Oğuz Türkyılmaz – TMMOB Makina Mühendisleri Odası Enerji Çalışma Grubu Başkanı
2- Atık sorunu çözüldü mü?
Nükleer santral yandaşlarının çoklukla kullandıkları bir söylem ‘atık sorununun çözüldüğü’ aldatmacasıdır. Nükleer santralların atık sorunu çözülmemiştir. Çözüm olarak öne sürülen yöntem, etrafına kalın beton duvarlar örerek atıkları yeraltına derinlere gömmektir. Bu uygulamanın, erozyon, kuraklık, deprem vb. nedenlerle yeraltında oluşacak hareketliliğe karşı direnci sınırsız değildir. Bugün öngörülmeyen, çok yönlü, çok boyutlu, çok değişkenli güçlü bir hareketlilik, dayanıklı olduğu iddia edilen muhafazalara hasar verebilir ve nükleer atıkların doğaya, toprağa, suya karışmasına neden olabilir. Aradan geçen zamana karşın, nükleer madde ve atıkların santral sularına karıştığı Japonya Fukushima Nükleer Santralı’nda bu nükleer kirli sular temizleyecek bir yöntem bulunamamış olması da, sorunun ne denli ciddi olduğunun bir kanıtıdır.
Mehmet Özdağ – Nükleer Karşıtı Platformu Genel Sekreteri
3- Nükleer enerji ucuz mu?
Enerji ve Tabii Kaynaklar Bakanlığı (ETKB) sorumluluğunda yürütülen Yenilenebilir Enerji Kaynak Alanları (YEKA) RES süreçlerinde 15 yıl alım garantili RES elektrik üretim maliyetleri kilovat başına 3,48 dolar cent ile 4,56 dolar cent arasında değişmektedir.
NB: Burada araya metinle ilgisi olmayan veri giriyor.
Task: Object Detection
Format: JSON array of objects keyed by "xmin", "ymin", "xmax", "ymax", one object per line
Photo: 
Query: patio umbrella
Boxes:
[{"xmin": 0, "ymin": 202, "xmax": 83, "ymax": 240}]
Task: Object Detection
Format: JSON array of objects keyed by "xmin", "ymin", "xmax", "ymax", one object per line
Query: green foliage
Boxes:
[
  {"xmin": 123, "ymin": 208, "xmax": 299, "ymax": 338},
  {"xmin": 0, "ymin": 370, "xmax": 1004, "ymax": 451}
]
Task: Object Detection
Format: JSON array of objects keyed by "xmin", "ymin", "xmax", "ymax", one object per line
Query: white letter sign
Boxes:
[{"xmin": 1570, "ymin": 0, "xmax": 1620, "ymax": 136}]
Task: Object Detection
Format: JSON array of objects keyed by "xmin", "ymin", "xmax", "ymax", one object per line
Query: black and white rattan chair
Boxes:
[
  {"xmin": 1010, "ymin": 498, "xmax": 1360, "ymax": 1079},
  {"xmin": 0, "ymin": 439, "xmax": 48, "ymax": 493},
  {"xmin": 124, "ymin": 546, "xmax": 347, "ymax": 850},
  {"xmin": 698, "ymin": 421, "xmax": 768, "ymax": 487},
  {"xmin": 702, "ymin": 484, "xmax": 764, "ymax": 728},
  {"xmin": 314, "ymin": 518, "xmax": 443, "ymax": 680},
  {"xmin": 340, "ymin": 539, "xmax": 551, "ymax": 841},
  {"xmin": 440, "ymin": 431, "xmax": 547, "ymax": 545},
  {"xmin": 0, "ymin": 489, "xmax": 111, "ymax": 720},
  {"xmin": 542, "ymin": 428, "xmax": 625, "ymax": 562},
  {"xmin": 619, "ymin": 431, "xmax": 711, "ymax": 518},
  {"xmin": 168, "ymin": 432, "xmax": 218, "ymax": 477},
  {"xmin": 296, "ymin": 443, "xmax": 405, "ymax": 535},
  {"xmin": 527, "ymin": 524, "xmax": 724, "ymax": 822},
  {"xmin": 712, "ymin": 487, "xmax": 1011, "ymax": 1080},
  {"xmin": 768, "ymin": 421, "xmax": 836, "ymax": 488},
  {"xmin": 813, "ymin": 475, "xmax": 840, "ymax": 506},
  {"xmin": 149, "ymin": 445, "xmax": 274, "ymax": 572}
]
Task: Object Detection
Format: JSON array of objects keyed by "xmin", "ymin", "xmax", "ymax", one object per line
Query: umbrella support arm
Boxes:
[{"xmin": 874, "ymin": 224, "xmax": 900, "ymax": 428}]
Enerji ve Tabii Kaynaklar Bakanlığı sorumluluğunda yürütülen YEKA GES süreçlerinde 15 yıl alım garantili GES elektrik üretim maliyetleri kilovatı 6,99 dolar cent ile başlamış, 2021 yılında TL bazında 35 kuruşa inmiş, ödenecek en yüksek ücretin 5,3 dolar cent’İ aşamayacağı hükme bağlanmıştır.
Akkuyu NGS için verilen alım garantisi henüz başlamamakla birlikte santralın üretime geçmesinden itibaren 15 yıl süreli olmak üzere kilovatı 12,3 dolar cent ile 15 dolar cent arasında değişecektir.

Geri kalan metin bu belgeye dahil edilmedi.